Uncanny, Unconventional Materials
Jason S. Yi’s sculpture at Dean Jensen Gallery
What can you do with a bunch of folding chairs, a ladder and miles of translucent red cellophane wrap? This is something to ponder while visiting the exhibition “Jason Yi: Terraform” at Dean Jensen Gallery. Yi’s sculpture and installations are distinctly contemporary but nod to historical reference points like Dada and Minimalism. His lean aesthetic is uncluttered and arrives at that visual effect through the use of uncanny, unconventional material.
In pieces like Transitory, state 1, a cool white cube is paired with a Day-Glo pink conical form whose surface waves as though caught in mid-melt. The contrast represents the dualities that coexist throughout reality—whether in physical properties or some essential polarity in being.
The place where Yi is especially interesting is in works like Untitled, square, as various textures come to the forefront.

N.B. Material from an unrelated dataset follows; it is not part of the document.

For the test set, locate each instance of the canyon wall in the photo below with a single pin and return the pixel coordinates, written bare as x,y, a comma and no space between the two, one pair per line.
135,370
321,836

Spray foam and gesso are used to make something like a pale lunar landscape, pockmarked by irregular miniature craters. These are placed on pegboard supports—the sort of thing that might be in a garage. Working on a discreet scale, red lines are drawn like rivulets of water or traces of a liquid flow. From a distance it is only a reddish haze, but up close the meticulous patterns take on a meditative quality.

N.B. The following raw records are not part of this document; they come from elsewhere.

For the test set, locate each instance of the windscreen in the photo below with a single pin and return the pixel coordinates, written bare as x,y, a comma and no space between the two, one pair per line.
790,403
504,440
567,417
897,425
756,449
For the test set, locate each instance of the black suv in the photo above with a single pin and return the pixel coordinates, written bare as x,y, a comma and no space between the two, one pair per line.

Most of Yi’s sculptures in this exhibition have some insinuation of landscape, but none quite as much as Collision Courses. This is a monumental work on paper, done on the scale of a grand abstract expressionist painting. Sumi ink is used to create a series of flat black forms with the character of a hilly landscape. Through this, streaks of wide silver lines are placed, like beams of light or the strike of lightening. It is simply silver Mylar tape, but made all the more intriguing for its unexpected purpose.
Returning to the question of the folding chairs, ladder and plastic wrap, those are the materials in the massive Terraform—a sculpture that stretches from floor to ceiling in the front of the gallery. It is a powerful introduction to the intriguing landscapes of Yi’s art.
Through June 18 at Dean Jensen Gallery, 759 N. Water St.